Understanding the differences in the information gained from population and individual levels23, this paper aims to identify biomarkers linked to the phenotype by incorporating insights from both analyses. More precisely, this study intends to develop a robust risk assessment model that identifies the best combination of GWAS-identified and ML-identified candidate biomarkers. We organized the study as follows: Section II outlines the data description and preprocessing, as well as the model framework, including feature selection, model classification, and model evaluation through hyperparameter tuning and cross-validation; Section III presents the results of implementing the model framework to various biomarker types such as GWAS-identified candidate biomarkers and ML-identified candidate biomarkers; Section IV discusses the results and key findings; and Section V summarizes main points and their implications in the biomedical field, demonstrates limitations of the study, and provides recommendations for future research.

Methods

Data description and preprocessing

The secondary SNP dataset used in this study was obtained from Kim et al.14, a study on hepatitis B virus (HBV) surface antigen (HBsAg) seroclearance in patients with chronic hepatitis B (CHB) of homogeneous viral genotype. The data is composed of 200 subjects genotyped for 2,372,784 SNPs. The SNP dataset was subjected to quality control procedures as discussed by Kim et al.14: (1) SNPs that were not located on autosomal chromosomes, (2) SNPs with missing call rates of less than 0.95 in both cases and controls, (3) SNPs with a minor allele frequency of less than 0.01, or (4) SNPs with significant deviation from the Hardy-Weinberg equilibrium of \( p < 1.0 \times 10^{-5} \) in both case and controls. After the series of exclusion criteria, the total number of SNPs was reduced to 1,318,897.

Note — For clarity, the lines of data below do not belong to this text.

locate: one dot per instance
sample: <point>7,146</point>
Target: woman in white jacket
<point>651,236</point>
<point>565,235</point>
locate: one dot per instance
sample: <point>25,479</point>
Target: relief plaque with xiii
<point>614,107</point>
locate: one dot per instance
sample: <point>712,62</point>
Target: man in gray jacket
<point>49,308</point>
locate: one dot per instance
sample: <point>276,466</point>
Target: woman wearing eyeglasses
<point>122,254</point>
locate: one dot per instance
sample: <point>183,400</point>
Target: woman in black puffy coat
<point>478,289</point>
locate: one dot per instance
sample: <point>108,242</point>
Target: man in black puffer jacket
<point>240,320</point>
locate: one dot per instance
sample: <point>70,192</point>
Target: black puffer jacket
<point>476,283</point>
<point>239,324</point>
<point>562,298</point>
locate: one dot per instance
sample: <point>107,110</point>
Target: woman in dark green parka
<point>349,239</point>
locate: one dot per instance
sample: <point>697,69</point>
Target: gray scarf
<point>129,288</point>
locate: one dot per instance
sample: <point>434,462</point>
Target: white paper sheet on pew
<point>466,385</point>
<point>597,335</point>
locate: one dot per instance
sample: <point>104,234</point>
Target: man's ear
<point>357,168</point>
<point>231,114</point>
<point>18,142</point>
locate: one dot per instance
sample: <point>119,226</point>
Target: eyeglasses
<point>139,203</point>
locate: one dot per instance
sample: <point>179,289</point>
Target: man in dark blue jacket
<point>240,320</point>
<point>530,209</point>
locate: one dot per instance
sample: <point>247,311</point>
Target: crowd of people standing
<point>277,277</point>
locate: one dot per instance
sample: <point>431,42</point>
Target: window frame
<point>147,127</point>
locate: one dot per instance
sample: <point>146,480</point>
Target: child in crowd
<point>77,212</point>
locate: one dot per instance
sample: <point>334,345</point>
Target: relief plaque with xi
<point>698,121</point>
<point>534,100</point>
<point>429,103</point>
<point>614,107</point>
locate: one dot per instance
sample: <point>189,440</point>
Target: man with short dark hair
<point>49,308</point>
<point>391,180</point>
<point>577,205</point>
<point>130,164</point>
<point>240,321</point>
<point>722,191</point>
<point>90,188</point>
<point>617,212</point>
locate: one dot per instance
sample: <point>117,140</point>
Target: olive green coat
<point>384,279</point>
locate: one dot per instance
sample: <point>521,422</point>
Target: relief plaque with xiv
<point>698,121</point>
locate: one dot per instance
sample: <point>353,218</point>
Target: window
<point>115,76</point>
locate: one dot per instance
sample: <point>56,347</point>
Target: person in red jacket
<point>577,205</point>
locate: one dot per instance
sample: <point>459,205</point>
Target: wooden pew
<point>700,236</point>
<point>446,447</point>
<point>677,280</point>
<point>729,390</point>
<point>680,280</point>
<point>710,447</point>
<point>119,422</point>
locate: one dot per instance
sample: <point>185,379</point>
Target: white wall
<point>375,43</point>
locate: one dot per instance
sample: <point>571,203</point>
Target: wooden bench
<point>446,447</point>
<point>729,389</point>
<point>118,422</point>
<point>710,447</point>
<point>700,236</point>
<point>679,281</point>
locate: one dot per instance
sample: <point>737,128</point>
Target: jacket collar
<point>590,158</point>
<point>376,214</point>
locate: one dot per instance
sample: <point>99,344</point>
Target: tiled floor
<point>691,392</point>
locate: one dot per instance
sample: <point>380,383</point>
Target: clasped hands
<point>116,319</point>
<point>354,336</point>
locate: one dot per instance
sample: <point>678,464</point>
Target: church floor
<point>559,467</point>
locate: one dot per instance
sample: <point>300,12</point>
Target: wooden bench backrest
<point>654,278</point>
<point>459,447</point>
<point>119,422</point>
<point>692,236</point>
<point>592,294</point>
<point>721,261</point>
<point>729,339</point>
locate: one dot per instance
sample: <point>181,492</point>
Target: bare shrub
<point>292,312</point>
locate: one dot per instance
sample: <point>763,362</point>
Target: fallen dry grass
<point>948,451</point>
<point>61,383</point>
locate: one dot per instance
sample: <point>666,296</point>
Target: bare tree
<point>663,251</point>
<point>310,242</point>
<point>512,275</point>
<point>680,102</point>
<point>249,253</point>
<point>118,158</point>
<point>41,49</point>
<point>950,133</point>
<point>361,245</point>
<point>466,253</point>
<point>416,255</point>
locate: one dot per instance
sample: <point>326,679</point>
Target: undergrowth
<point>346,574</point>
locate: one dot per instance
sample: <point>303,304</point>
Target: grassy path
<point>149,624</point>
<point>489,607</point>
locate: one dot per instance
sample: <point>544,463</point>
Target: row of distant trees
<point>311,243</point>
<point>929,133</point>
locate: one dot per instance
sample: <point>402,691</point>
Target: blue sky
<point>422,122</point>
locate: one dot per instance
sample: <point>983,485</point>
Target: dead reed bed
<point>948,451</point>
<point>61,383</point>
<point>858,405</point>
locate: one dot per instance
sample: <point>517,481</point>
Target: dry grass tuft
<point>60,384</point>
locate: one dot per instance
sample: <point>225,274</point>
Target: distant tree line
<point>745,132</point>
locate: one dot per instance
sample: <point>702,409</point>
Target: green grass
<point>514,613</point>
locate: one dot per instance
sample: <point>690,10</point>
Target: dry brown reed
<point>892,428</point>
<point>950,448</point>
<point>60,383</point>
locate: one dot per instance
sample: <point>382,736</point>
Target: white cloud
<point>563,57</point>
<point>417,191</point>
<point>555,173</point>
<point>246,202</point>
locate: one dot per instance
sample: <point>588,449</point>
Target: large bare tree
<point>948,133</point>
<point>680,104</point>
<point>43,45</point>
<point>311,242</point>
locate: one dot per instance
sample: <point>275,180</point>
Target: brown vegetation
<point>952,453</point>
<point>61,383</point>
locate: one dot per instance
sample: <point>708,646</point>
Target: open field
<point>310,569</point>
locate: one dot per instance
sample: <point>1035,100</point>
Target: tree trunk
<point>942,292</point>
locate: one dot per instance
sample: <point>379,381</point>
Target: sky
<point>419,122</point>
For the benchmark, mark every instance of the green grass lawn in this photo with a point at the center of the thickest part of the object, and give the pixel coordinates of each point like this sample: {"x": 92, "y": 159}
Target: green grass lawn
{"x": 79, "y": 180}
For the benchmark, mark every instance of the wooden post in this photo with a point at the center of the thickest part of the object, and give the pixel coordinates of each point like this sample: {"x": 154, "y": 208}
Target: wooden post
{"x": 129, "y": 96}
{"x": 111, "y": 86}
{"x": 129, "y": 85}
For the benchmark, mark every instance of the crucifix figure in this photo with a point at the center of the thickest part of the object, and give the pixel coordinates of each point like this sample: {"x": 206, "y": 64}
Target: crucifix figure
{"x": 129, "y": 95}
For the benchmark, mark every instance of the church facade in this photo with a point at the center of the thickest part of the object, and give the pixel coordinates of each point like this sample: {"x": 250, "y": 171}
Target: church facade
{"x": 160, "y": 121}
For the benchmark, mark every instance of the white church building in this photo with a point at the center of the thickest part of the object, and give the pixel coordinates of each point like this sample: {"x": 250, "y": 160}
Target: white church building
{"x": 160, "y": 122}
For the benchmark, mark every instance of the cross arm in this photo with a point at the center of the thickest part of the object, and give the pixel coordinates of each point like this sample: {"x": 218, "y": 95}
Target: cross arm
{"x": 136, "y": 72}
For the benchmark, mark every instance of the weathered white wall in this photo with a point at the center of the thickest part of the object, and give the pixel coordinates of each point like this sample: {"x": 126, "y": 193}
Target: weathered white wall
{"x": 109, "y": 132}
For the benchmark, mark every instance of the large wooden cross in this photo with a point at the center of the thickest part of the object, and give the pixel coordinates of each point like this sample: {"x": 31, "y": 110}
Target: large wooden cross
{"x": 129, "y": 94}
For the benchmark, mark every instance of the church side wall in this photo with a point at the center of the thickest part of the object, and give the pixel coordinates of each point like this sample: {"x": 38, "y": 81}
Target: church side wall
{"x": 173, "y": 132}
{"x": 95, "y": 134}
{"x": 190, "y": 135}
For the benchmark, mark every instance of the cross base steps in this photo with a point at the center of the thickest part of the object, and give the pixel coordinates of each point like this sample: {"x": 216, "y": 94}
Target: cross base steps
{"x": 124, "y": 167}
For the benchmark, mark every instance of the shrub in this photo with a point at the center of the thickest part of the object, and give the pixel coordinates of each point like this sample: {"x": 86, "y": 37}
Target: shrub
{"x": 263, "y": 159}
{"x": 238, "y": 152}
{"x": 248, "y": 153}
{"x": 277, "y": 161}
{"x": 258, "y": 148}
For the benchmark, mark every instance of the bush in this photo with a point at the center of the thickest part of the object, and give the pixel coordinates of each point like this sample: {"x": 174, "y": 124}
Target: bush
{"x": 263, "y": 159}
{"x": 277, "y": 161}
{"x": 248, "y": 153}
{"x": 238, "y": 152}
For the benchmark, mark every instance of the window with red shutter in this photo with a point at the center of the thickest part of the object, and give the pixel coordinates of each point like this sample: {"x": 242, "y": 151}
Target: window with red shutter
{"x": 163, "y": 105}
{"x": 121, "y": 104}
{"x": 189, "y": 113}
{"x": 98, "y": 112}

The phenotypes include 100 patients who underwent HBsAg seroclearance before the age of 60 and 100 patients who demonstrated a high level (> 1000 IU/mL) of HBsAg after the age of 60 as case and control, respectively. HBsAg seroclearance is the absence of circulating HBsAg with or without the presence of antibodies in patients with CHB, hence considering it a functional cure for the infection14,34. For further details regarding the data, refer to this paper14. Furthermore, the SNPs were encoded in the additive encoding scheme35, which counts the number of minor alleles in the phenotype for a suitable representation for ML analysis.

Model framework

We developed a model framework that determines the best combination of GWAS-identified candidate biomarkers reported in the recent paper14 and ML-identified candidate biomarkers through feature selection via random forest (RF). In investigating the most effective approach, the support vector machine (SVM) will be trained using various biomarkers sets, i.e., GWAS-identified candidate biomarkers only, ML-identified candidate biomarkers only, and a combination of both, and assess their classification performances. To maintain consistency in the model configurations, we used identical sets of hyperparameters to optimize SVM. We also implemented a cross-validation scheme during model evaluation to ensure generalizable model performances. Figure 1 illustrates the general workflow adopted in this study.

Figure 1
figure 1

General workflow of the study.

Feature selection

Feature selection is an essential step in ML that reduces the dimensionality of data by selecting the most relevant and informative features to build highly predictive models. Owing to its remarkable ability to build a predictive model without any prior assumptions about the genotype-phenotype relationship36, RF was used as a feature selection technique to determine the optimal combination of SNPs. RF uses bootstrapping to train decision trees on randomly sampled subsets of training data, then consolidates the predictions of the individual trees to generate a final prediction. Furthermore, RF enhances the diversity of its ensemble by incorporating randomization at the node level when growing each individual tree by selecting a random feature subset to determine the best split for each node. The feature importance of \( SNP_{i} \) is calculated by summing the decrease in Gini impurity \( \Delta {I} \) for all nodes t. The feature importance of an \( SNP_{i} \) is defined in Eq. (1).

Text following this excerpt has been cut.